How search works (hybrid keyword + semantic)

Type natural language, quoted phrases, or "-word" exclusions. Kodori combines exact-term matching with concept matching.

Updated 2026-04-30

/search is the fastest way to find a document. Kodori runs two retrieval paths in parallel and fuses the results:

- keyword (Postgres FTS) — exact-term and quoted-phrase matching, matches over names, metadata, and extracted text. Supports "phrase queries", -exclusion, and OR keyword. - semantic (vector embeddings) — concept matching. "agreements about confidentiality" surfaces an NDA even if the word "NDA" doesn't appear.

Results are combined via Reciprocal Rank Fusion. Each hit shows a "source" badge — keyword / semantic / both — so you can see why a result surfaced.

Filters above the result list narrow by sensitivity (public → regulated) or MIME family (PDF / image / Office / text / email). Narrowing applies to the fused list, so you don't lose semantic-only matches by filtering. The sensitivity filter is index-backed at scale (D285) — selecting confidential / restricted / regulated narrows to a partial GIN index that's roughly 1/10th the size of the full FTS index for the typical sensitivity distribution, making compliance queries ~10× faster at 100M-doc-tenant scale. The keyword leg of hybrid uses the partial directly; the semantic leg post-filters using metadata that the hybrid layer already loads.

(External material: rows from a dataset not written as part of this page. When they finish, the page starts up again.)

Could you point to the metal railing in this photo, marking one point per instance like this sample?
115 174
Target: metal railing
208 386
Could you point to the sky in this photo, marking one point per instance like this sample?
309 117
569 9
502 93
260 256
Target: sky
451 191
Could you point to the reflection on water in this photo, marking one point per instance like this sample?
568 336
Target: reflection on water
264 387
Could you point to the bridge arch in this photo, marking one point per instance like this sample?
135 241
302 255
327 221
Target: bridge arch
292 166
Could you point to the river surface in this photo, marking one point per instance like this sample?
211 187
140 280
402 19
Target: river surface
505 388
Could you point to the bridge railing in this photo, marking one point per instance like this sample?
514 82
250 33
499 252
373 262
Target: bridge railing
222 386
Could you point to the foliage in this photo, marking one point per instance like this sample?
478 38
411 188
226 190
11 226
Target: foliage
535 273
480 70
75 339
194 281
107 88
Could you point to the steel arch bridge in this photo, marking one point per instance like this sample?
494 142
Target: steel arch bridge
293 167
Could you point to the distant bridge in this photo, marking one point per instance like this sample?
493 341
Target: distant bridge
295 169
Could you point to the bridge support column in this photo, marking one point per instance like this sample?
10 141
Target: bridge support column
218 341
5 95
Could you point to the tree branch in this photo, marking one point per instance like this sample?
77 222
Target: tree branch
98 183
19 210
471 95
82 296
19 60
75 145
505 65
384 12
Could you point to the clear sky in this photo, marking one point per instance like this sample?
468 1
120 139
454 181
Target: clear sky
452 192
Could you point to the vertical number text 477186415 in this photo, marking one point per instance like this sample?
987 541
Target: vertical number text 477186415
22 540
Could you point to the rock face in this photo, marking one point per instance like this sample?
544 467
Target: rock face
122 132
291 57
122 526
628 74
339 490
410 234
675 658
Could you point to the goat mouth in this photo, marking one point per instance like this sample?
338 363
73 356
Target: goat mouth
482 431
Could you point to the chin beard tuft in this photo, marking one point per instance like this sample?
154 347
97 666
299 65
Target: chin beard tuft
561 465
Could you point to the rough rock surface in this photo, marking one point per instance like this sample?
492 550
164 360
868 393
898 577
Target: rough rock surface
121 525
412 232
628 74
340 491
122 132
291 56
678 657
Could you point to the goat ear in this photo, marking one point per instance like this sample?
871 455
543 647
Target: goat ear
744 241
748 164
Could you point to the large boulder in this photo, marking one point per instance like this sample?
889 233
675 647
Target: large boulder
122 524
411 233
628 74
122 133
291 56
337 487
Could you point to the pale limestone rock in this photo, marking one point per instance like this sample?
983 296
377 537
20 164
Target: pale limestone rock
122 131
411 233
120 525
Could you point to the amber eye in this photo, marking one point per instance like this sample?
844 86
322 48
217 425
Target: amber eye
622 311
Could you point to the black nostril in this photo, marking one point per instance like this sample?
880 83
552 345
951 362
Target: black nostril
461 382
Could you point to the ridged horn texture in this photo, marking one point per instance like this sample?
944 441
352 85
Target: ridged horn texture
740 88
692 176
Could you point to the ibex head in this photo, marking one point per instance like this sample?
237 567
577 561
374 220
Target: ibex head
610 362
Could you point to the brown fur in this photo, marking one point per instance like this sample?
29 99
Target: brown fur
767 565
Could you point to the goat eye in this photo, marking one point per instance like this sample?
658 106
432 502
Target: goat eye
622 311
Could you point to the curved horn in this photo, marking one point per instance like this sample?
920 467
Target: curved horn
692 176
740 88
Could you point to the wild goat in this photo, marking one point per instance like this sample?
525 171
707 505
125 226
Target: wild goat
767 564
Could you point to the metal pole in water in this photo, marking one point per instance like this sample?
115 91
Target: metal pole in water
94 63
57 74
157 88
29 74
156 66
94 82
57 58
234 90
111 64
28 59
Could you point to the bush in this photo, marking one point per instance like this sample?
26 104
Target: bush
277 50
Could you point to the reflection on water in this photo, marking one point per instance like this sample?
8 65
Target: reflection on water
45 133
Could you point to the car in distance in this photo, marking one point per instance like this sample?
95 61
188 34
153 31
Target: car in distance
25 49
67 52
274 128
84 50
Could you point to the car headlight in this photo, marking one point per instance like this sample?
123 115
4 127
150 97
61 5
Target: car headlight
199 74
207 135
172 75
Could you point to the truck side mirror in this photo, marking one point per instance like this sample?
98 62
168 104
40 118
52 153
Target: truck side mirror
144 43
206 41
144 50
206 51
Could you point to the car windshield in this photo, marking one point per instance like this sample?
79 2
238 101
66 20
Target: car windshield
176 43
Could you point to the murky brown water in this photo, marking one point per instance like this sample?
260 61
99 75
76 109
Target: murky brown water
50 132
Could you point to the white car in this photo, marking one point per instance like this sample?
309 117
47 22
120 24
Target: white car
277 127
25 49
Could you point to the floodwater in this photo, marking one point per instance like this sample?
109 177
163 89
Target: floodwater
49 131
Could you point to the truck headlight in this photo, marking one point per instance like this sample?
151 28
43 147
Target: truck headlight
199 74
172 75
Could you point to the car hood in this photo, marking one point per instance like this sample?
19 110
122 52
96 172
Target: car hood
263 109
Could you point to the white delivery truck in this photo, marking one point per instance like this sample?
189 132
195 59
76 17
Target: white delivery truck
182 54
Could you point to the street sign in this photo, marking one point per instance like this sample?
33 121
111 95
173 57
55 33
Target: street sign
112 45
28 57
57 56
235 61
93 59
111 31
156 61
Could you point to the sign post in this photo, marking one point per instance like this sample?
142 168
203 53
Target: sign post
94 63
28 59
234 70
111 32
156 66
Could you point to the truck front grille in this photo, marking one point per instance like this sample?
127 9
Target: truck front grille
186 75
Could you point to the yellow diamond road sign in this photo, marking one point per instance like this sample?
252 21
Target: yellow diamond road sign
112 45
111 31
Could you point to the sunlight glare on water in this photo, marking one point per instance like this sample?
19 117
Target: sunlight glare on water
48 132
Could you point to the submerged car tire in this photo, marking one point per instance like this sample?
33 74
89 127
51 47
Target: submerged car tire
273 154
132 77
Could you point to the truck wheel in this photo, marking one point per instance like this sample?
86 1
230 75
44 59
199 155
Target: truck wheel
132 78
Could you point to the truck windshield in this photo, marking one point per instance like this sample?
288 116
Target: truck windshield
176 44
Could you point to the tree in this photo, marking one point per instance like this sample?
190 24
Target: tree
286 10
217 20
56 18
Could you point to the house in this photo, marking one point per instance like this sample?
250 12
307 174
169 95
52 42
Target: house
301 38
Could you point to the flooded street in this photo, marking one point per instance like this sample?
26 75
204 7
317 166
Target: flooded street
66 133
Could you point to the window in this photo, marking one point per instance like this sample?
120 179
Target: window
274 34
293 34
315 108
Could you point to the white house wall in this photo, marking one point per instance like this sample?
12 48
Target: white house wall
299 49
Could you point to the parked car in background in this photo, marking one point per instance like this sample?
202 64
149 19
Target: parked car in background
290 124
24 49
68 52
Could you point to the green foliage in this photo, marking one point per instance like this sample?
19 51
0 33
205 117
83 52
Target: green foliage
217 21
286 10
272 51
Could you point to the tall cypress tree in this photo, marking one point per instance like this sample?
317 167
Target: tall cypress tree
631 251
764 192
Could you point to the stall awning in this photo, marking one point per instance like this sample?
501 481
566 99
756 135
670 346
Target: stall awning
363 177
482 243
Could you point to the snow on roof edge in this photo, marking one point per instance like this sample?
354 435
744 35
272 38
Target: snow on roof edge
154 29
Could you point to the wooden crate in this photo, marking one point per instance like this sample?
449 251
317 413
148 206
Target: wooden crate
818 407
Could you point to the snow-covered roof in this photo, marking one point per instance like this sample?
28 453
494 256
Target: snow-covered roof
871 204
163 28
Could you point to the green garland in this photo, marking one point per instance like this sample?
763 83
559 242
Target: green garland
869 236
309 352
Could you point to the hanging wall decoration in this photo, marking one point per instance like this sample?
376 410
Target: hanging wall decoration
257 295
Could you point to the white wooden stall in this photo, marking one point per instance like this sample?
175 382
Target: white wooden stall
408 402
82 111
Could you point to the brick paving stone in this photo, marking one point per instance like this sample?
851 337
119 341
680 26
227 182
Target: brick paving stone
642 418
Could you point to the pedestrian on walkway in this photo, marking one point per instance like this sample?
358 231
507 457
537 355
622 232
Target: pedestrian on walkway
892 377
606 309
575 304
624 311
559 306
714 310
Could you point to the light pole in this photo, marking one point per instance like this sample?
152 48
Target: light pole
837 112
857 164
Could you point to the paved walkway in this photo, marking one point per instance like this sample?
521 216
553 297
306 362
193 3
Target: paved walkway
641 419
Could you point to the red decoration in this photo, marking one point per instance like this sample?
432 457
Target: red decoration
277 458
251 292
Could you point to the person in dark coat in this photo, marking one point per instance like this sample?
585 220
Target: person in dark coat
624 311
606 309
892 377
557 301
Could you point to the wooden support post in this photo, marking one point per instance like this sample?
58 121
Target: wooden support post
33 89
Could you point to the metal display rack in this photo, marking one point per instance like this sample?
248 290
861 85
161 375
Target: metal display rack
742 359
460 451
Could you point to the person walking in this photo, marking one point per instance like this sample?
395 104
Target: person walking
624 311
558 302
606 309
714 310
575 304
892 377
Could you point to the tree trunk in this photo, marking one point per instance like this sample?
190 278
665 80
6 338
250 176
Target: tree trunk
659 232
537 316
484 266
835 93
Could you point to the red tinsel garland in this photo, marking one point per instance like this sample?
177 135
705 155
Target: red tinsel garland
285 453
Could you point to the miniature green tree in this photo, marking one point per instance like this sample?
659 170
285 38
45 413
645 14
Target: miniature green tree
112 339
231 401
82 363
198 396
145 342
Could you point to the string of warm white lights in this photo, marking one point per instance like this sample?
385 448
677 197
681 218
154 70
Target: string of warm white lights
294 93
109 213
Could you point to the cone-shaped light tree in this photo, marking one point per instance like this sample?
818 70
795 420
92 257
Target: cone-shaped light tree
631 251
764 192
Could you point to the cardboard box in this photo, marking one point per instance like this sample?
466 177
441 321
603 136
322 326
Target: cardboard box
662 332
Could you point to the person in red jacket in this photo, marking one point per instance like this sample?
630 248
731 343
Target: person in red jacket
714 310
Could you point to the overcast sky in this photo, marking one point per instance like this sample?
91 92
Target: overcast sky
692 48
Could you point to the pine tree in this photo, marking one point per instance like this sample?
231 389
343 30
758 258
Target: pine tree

If your workspace has more than 1M live documents and you run an unfiltered text-only query, /search surfaces a non-blocking inline tip (D286) suggesting that adding a sensitivity or MIME filter will return faster, more relevant results. The query still runs unfiltered — the tip is a suggestion, not a block. Operators sometimes legitimately need to scan everything (auditor evidence packets, retention sweeps); the tip respects that.

Workspace owners and admins can see the actual P95 search latency for their tenant on /admin/queue-depth (D290) — sampled per query kind (searchKeyword / hybridSearch / semanticSearch) over the last 7 days, with amber / red banding when latency drifts above 500ms / 2000ms. Sustained red P95 means search is over the comfort zone for the tenant's volume — narrowing queries with sensitivity / MIME filters (D285) is the first lever; tier upgrade is the second.

**Recency-narrowed semantic search (D291).** When a search call sets the optional `recencyWindowDays` parameter, semanticSearch + hybridSearch narrow the chunk lookup to embeddings created within the last N days — Postgres picks a partial HNSW index (`document_chunks_embedding_recent_idx`) that's dramatically smaller than the global index. Most matter / project / "what changed?" queries land in the trailing year of activity; recency narrowing keeps those queries sub-second at 100M-doc-tenant scale. Full-history retrieval still works without the filter — auditor evidence packets and FRCP discovery use the unfiltered path.

Save a query and its filters as a personal "saved search" by clicking "Save this search". Saved entries reappear as one-click chips at the top of /search.

**CSV export.** Whenever a query is active, the "Export CSV ↓" button next to "Save this search" streams the matching docs as RFC 4180 CSV (up to 1000 rows). Same column shape as the saved-search export: documentId, displayName, mimeType, sensitivityLabel, sizeBytes, currentVersionHash, createdAt, lastModifiedAt. Permission-trimmed (you only see rows you can read). Postgres FTS only — semantic-only matches that don't hit the FTS query don't appear in the export. Active sensitivity + mime-family filters carry through. Useful when the dominant flow is "I just typed this query, give me the rows" — no need to save the search first. For recurring exports against the same criterion, save the search and use the "Export matching docs to CSV ↓" link on /search/alerts (D172) so the audit chain captures the recurring activity.